Learning Diverse Policies with Soft Self-Generated Guidance
Guojian Wang, Faguo Wu, Xiao Zhang, Jianxiang Liu
TL;DR
The paper tackles reinforcement learning under sparse and deceptive rewards by using diverse, self-generated past trajectories as soft guidance rather than imitation. It proposes POSE, a two-step framework that combines policy improvement with soft self-imitation and a diversity-driven exploration strategy across a team of agents, regulated by a trajectory-space distance constraint based on Maximum Mean Discrepancy. A novel diversity metric and a Lagrangian-based optimization guide policy updates to revisit promising regions while expanding into underexplored areas, improving exploration and avoiding local optima. Experimental results on large grid-world mazes and MuJoCo benchmarks show that POSE outperforms strong baselines in both exploration and learning speed, demonstrating practical impact for long-horizon, sparse-reward tasks. Key mathematical components include the distance dist(τ, μ) = $D_{MMD}\big(b(τ), b(μ)\big)$ and the constrained objective L(θ) = J(θ) − $\sigma E_{τ\in B^i}[d(τ, M^i)]$, with policy updates guided by $\nabla_θL = \nabla_θJ − σ E_{τ\in B^i}[d(τ, M^i) \nabla_θ \log p_θ(τ)]$, plus the diversity objective div(Π) based on mean trajectories and $D_{MMD}$ between agents.
Abstract
Reinforcement learning (RL) with sparse and deceptive rewards is challenging because non-zero rewards are rarely obtained. Hence, the gradient calculated by the agent can be stochastic and without valid information. Recent studies that utilize memory buffers of previous experiences can lead to a more efficient learning process. However, existing methods often require these experiences to be successful and may overly exploit them, which can cause the agent to adopt suboptimal behaviors. This paper develops an approach that uses diverse past trajectories for faster and more efficient online RL, even if these trajectories are suboptimal or not highly rewarded. The proposed algorithm combines a policy improvement step with an additional exploration step using offline demonstration data. The main contribution of this paper is that by regarding diverse past trajectories as guidance, instead of imitating them, our method directs its policy to follow and expand past trajectories while still being able to learn without rewards and approach optimality.
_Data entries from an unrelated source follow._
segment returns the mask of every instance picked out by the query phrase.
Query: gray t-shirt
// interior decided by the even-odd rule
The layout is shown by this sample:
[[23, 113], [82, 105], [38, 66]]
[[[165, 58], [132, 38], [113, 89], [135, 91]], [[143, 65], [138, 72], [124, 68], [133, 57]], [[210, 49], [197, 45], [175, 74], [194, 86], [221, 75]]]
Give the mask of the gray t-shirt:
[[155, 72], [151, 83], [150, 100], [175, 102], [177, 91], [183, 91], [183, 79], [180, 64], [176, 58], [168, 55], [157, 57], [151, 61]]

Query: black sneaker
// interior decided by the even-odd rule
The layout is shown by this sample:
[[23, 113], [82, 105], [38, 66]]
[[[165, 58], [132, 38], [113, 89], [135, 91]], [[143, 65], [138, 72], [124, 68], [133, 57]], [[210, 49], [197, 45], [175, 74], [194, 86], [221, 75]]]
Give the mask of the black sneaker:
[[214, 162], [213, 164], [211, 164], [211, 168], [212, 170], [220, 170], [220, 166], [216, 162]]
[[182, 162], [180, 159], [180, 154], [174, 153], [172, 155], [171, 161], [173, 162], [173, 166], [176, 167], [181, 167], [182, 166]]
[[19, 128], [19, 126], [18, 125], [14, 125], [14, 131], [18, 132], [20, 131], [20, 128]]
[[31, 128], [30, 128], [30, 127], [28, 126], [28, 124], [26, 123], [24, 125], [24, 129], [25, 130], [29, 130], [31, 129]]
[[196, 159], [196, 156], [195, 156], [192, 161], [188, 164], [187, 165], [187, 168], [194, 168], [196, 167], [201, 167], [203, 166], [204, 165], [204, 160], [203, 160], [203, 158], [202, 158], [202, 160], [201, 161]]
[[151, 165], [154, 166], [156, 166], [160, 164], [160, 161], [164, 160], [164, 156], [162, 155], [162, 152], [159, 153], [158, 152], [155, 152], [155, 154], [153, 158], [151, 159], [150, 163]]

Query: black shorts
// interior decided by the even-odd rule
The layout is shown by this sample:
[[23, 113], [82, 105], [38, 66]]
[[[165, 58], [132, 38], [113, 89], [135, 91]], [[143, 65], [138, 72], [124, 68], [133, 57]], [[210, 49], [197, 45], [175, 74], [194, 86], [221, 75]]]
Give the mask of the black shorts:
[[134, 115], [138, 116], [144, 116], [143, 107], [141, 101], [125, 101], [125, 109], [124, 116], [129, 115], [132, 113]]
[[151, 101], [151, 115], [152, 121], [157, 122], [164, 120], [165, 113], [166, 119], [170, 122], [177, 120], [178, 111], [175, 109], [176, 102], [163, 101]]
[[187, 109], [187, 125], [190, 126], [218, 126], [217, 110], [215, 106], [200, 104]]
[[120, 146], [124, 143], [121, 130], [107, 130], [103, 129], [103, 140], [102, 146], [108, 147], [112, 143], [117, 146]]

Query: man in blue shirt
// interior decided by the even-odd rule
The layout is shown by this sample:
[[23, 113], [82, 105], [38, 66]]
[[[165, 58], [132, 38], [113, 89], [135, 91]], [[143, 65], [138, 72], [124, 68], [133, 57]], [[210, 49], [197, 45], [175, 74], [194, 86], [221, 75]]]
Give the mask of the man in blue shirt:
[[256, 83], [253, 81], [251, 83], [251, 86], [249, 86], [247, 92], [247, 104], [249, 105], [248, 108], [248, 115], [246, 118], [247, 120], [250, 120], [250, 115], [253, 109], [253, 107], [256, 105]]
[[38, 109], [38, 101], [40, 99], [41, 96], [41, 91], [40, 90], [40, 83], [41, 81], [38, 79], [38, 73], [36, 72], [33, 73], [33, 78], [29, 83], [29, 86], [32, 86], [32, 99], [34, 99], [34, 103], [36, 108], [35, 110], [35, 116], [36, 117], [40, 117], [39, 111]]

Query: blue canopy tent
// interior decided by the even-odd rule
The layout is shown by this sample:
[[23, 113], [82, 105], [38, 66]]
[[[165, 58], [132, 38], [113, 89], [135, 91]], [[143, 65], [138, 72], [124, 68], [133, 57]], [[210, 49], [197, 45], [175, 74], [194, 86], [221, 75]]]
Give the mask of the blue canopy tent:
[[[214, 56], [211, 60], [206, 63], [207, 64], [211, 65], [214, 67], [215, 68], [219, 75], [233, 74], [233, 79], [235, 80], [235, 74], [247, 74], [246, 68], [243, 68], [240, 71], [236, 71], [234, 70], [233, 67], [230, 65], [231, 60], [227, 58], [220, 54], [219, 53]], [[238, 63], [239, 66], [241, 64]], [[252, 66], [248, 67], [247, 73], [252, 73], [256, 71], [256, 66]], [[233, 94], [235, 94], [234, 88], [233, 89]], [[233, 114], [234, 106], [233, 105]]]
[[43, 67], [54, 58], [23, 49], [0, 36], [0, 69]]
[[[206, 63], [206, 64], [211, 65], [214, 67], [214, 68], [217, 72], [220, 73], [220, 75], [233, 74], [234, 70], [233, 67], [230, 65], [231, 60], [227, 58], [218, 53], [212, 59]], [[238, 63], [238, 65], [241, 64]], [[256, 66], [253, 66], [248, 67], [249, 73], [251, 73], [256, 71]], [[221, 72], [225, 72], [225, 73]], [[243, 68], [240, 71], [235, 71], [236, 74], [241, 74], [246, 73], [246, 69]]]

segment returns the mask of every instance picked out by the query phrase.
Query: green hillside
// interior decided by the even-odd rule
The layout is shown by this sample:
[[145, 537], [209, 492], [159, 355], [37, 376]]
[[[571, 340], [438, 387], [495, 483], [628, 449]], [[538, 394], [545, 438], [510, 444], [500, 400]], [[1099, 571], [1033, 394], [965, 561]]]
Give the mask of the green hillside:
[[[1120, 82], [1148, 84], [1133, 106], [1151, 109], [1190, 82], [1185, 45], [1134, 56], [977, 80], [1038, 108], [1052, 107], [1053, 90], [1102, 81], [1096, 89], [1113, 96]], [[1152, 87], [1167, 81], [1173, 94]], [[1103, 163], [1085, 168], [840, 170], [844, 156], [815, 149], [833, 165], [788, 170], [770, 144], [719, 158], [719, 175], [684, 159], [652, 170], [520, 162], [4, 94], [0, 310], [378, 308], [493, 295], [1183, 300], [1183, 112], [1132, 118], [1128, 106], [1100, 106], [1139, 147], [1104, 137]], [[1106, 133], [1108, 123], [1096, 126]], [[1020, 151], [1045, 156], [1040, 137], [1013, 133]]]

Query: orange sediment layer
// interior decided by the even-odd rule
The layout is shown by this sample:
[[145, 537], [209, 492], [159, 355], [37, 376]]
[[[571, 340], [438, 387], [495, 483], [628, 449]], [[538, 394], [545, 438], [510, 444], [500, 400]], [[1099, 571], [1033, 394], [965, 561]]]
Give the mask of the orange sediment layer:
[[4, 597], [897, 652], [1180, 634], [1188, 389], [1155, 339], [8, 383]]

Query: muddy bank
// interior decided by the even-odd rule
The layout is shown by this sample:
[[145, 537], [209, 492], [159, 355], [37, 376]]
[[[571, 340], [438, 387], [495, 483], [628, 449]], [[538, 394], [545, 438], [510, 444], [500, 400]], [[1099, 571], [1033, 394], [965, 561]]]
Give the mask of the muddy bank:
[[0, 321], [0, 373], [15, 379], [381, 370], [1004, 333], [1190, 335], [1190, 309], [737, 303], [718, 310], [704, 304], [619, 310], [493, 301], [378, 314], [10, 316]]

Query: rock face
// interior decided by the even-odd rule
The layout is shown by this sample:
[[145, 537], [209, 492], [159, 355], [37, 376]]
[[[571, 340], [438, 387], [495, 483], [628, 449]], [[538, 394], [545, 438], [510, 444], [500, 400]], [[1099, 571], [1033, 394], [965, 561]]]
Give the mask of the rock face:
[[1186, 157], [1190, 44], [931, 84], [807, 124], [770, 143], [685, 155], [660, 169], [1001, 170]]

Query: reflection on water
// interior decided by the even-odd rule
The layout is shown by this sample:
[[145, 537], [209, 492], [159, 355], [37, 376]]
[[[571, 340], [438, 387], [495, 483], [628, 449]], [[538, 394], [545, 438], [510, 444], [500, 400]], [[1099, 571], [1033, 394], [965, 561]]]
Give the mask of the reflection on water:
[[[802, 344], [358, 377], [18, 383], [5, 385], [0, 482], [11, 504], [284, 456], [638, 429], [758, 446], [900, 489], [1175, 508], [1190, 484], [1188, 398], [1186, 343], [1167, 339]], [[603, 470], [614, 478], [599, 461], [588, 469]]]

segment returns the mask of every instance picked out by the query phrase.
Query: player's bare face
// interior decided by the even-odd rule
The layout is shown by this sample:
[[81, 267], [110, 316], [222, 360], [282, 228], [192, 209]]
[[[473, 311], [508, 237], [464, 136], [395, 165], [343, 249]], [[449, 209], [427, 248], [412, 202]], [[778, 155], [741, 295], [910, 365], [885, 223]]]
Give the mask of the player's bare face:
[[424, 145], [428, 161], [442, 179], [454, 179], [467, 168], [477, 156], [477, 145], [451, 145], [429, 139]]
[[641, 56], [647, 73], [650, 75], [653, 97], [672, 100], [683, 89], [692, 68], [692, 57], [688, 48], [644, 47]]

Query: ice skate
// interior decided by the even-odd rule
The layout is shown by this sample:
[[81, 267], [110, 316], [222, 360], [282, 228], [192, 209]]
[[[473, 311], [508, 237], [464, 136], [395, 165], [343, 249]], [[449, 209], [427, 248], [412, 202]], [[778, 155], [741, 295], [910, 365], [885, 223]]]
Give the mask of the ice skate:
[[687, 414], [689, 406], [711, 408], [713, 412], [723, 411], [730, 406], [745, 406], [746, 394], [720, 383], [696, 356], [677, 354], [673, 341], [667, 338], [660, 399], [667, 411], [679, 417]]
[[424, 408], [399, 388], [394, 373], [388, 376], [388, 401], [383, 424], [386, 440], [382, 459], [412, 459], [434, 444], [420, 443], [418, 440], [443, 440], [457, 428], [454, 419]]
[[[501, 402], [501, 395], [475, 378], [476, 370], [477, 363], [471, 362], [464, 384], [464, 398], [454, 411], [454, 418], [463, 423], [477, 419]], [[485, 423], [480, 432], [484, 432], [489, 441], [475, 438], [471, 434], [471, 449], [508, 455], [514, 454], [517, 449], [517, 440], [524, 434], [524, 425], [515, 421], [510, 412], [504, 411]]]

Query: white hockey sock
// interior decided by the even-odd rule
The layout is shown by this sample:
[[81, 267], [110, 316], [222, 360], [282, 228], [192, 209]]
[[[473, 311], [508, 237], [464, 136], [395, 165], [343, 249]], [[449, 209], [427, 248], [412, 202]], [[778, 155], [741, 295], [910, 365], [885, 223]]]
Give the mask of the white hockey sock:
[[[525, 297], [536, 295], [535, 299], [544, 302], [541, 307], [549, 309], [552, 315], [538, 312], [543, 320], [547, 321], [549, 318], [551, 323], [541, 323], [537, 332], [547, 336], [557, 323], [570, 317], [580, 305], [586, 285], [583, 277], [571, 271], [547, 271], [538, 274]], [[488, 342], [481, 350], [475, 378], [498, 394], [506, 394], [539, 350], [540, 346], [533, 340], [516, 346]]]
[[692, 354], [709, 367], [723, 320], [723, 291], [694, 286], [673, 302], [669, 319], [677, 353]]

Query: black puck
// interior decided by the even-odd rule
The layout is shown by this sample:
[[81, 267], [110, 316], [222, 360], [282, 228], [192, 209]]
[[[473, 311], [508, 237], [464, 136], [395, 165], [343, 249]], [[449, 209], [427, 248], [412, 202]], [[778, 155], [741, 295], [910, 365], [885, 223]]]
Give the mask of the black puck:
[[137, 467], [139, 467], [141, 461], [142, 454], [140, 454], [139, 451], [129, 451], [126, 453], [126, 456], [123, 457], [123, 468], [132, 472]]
Furthermore, a novel diversity measurement is introduced to maintain the team's diversity and regulate exploration. The proposed algorithm is evaluated on discrete and continuous control tasks with sparse and deceptive rewards. Compared with the existing RL methods, the experimental results indicate that our proposed algorithm is significantly better than the baseline methods regarding diverse exploration and avoiding local optima.